Catenaa, Thursday, January 29, 2025-The rapid rise in silver prices is echoing past altcoin market cycles, as investors rotate profits from larger assets like gold into smaller, higher-risk investments, according to Bitwise CIO Matt Hougan.
Hougan has reportedly said the phenomenon is driven by the “wealth effect,” where gains in one asset class encourage investors to seek growth elsewhere.
Gold has surged roughly 80% over the past year, while silver climbed 228%, surpassing $100 per ounce last week.
The shift mirrors the pandemic-era crypto boom, when investors moved profits from Bitcoin into altcoins and NFTs.
Silver’s estimated market capitalization reached $5.6 trillion on Friday, still smaller than gold’s $34 trillion but large enough to attract spillover investment.
Hougan noted that similar dynamics have historically led to rapid price appreciation in secondary assets and collectibles, including digital assets such as Ethereum, Solana, XRP, and niche NFTs like EtherRocks.

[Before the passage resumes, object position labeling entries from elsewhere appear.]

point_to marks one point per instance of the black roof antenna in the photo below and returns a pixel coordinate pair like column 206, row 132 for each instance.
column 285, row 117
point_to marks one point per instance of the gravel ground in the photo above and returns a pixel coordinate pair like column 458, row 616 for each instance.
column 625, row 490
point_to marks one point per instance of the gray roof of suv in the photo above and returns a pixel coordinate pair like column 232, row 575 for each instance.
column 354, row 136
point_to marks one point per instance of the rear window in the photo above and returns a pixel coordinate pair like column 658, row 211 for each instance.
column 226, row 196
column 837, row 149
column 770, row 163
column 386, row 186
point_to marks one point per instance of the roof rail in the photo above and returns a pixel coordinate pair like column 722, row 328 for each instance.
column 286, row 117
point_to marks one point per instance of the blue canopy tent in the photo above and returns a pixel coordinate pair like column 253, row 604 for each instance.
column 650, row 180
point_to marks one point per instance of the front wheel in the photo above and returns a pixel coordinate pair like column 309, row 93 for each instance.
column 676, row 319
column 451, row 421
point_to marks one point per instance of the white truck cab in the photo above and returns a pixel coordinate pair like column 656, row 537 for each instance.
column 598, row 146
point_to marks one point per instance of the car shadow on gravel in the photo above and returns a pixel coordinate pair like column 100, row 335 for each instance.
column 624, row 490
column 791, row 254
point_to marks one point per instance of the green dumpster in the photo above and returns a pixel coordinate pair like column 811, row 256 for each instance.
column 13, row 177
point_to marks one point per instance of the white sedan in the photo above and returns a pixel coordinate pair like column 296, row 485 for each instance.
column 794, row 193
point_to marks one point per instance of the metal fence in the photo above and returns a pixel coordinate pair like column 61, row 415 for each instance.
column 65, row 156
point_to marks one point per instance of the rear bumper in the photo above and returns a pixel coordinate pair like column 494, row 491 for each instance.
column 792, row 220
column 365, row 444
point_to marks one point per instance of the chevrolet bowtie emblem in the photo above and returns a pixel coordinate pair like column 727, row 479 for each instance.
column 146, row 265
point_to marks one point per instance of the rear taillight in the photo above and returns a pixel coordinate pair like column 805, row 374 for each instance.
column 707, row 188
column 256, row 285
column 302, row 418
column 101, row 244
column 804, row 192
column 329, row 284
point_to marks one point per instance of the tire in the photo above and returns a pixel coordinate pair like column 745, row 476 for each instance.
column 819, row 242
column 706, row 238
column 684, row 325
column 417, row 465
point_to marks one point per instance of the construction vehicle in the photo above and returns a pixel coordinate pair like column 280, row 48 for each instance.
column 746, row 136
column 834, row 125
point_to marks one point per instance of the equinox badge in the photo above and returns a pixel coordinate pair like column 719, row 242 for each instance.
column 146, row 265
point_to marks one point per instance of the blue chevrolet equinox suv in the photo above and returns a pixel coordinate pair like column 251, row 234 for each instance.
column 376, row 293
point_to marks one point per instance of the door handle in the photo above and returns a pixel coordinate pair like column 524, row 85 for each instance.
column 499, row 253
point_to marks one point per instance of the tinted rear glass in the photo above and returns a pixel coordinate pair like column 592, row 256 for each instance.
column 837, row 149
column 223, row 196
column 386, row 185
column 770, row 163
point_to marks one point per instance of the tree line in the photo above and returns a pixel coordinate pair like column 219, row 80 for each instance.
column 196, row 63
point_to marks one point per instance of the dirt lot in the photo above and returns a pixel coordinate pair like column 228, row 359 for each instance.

Bitwise recently launched the Proficio Currency Debasement ETF, providing exposure to both cryptocurrencies and precious metals, allowing investors to hedge against fiat currency depreciation.
Hougan said this strategy reflects broader market behavior, where investors use wealth generated in primary assets to fuel growth in smaller, more volatile markets.
The comparison underscores how behavioral economics and asset rotation can influence both traditional and digital markets, with wealth creation in established assets often cascading into emerging sectors, driving price surges and speculative activity.